The checked box on the handicapped placard application states the applicant "[c]annot walk 200 feet without stopping to rest." [R. 817]. The checking of a box on the application, standing alone, does not qualify as a medical opinion. Further, office notes from October 23, 2014 indicate that Plaintiff's right knee was better after an injection she received earlier that month, however, her low back and knee began to hurt after she fell off her sister's porch the previous week. [R. 825-26]. Medications were prescribed and Plaintiff did not seek further treatment until February 4, 2015. [R. 824].
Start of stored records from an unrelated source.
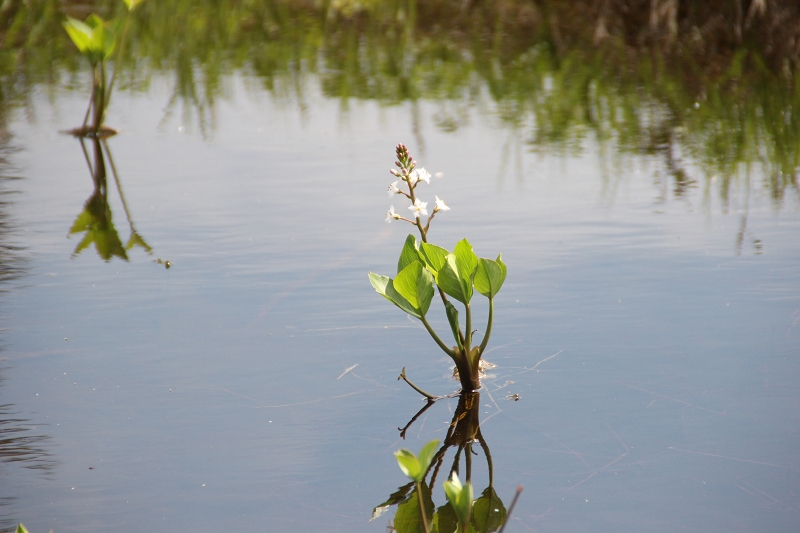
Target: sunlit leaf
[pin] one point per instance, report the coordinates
(444, 520)
(452, 318)
(434, 256)
(384, 286)
(409, 253)
(132, 4)
(467, 263)
(415, 284)
(490, 276)
(79, 32)
(448, 279)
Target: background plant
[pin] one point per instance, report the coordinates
(97, 40)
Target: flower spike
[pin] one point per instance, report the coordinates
(440, 205)
(419, 208)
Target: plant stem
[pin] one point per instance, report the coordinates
(488, 327)
(117, 59)
(430, 397)
(422, 508)
(511, 508)
(436, 338)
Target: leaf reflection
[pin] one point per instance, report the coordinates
(489, 512)
(95, 221)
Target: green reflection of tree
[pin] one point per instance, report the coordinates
(713, 84)
(464, 433)
(95, 221)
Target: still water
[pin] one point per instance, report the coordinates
(652, 336)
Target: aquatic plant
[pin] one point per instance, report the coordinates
(425, 267)
(97, 39)
(416, 512)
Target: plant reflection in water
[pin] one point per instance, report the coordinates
(488, 511)
(95, 221)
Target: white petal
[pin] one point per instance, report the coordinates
(424, 175)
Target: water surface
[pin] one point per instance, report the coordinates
(212, 394)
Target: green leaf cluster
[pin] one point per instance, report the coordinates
(457, 274)
(95, 38)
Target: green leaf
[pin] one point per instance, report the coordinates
(434, 256)
(103, 39)
(448, 279)
(444, 520)
(452, 318)
(408, 518)
(490, 276)
(460, 497)
(416, 467)
(409, 253)
(467, 263)
(94, 38)
(79, 32)
(384, 286)
(396, 497)
(426, 454)
(415, 284)
(488, 512)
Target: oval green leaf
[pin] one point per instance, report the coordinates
(415, 284)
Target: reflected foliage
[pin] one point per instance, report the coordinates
(95, 221)
(488, 511)
(710, 89)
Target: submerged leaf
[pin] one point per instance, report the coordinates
(408, 518)
(396, 497)
(488, 512)
(460, 497)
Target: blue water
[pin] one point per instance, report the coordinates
(213, 395)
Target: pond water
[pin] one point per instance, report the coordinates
(650, 328)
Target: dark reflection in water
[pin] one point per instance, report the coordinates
(463, 434)
(95, 221)
(710, 91)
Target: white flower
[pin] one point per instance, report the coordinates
(419, 174)
(419, 208)
(390, 214)
(440, 205)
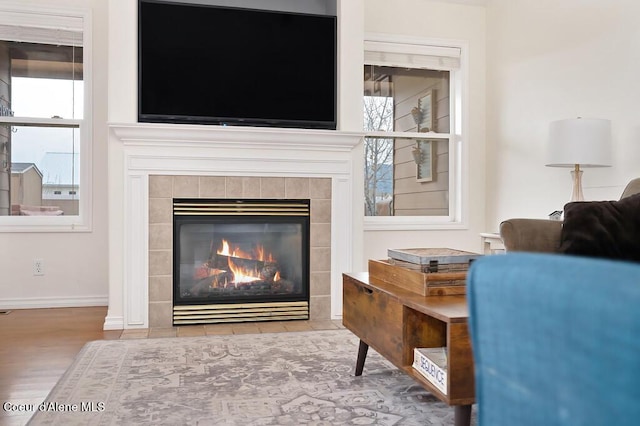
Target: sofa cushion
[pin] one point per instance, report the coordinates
(602, 228)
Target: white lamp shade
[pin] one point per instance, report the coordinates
(583, 141)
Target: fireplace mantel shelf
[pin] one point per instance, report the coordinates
(227, 136)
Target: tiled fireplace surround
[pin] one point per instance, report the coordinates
(162, 189)
(149, 164)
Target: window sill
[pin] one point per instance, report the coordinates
(412, 223)
(43, 224)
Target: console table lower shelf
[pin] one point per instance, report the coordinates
(394, 321)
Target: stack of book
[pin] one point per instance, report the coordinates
(432, 364)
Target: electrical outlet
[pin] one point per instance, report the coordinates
(38, 267)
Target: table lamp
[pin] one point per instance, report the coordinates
(579, 142)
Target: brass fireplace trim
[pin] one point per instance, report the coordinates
(226, 208)
(240, 312)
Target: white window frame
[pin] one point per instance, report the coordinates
(458, 149)
(34, 17)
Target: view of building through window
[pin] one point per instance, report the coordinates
(406, 174)
(41, 87)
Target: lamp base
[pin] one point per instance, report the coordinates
(576, 175)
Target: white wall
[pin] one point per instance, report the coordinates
(550, 60)
(75, 262)
(448, 21)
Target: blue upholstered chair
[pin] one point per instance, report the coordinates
(556, 340)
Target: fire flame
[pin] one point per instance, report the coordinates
(242, 274)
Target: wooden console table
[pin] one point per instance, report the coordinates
(394, 321)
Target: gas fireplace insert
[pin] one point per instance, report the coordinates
(240, 260)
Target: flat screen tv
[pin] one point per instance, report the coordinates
(218, 65)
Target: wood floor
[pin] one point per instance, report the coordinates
(38, 345)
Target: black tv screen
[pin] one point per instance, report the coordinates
(229, 66)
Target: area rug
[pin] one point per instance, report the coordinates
(295, 378)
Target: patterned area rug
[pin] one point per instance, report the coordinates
(299, 378)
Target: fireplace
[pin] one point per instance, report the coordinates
(240, 260)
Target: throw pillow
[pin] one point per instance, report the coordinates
(602, 228)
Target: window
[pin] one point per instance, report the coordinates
(412, 139)
(44, 133)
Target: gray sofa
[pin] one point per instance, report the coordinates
(542, 235)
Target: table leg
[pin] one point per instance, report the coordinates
(362, 355)
(462, 415)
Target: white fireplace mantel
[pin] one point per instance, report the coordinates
(137, 151)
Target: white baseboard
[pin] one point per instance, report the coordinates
(54, 302)
(113, 323)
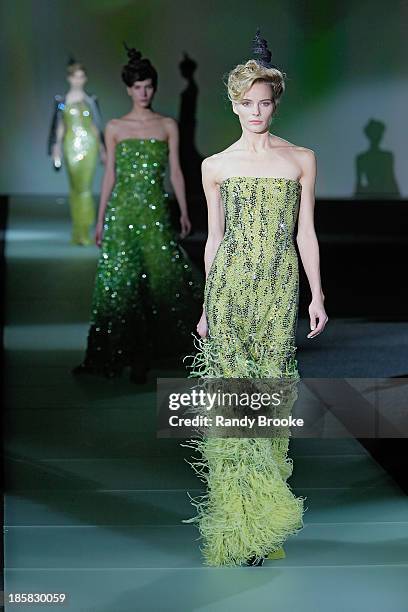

The court has reviewed the medical records submitted to the Appeals Council and finds that, even considering these records, the ALJ's decision is supported by substantial evidence. As defendant argues, this evidence does not satisfy the duration requirement of 42 U.S.C. §423(d)(1)(A) or 20 C.F.R. §§ 404.1509, 416.909. "Disabled" is defined under the Act as an "inability to engage in any substantial gainful activity by reason of any medically determinable physical or mental impairment which can be expected to result in death or which has lasted or can be expected to last for a continuous period of not less than 12 months." 42 U.S.C. § 423(d)(1)(A) (emphasis added). Accordingly, the court sees no error in the ALJ's residual functional capacity determination.

Conclusion

The court finds that the ALJ evaluated the record in accordance with the legal standards established by the Commissioner and the courts. The court further finds there is substantial evidence in the record to support the ALJ's decision. Accordingly, the decision of the Commissioner finding Plaintiff not disabled is AFFIRMED.

SO ORDERED.

FootNotes


1. Plaintiff, Bonnie Sue Wilkins' applications for disability insurance benefits were denied initially and upon reconsideration. A hearing before an Administrative Law Judge (ALJ) Jeffrey S. Wolfe, was held July 28, 2014. By decision dated December 17, 2014, the ALJ entered the findings which are the subject of this appeal. The Appeals Council denied Plaintiff's request for review on May 5, 2016. The decision of the Appeals Council represents the Commissioner's final decision for purposes of further appeal. 20 C.F.R. §§ 404.981, 416.1481.
2. Pursuant to CFR § 404.1567, light work involves lifting no more than 20 pounds at a time with frequent lifting or carrying of objects weighing up to 10 pounds. Even though the weight lifted may be very little, a job is in this category when it requires a good deal of walking or standing, or when it involves sitting most of the time with some pushing and pulling of arm or leg controls. To be considered capable of performing a full or wide range of light work, you must have the ability to do substantially all of these activities. If someone can do light work, we determine that he or she can also do sedentary work, unless there are additional limiting factors such as loss of fine dexterity or inability to sit for long periods of time.
3. Plaintiff argued in her Opening Brief that the ALJ erred by failing to properly evaluate state agency psychologist's Dr. PMM's May 2012 opinion noting she was moderately limited in her abilities to complete a normal schedule and perform at a consistent pace. [Dkt. 18, p. 9-10; R. At 20, 98-99, 113-14]. Plaintiff withdrew that argument in her Reply Brief based upon Smith v. Colvin, 821 F.3d 1264, 1268-69 (10th Cir. 2006) wherein the Tenth Circuit found such limitations were accommodated by a restriction to simple tasks. [Dkt. 21, p. 2].
4. Dysthymia is sometimes referred to as mild, chronic depression. It is less severe and has fewer symptoms than major depression. www.webMD.com.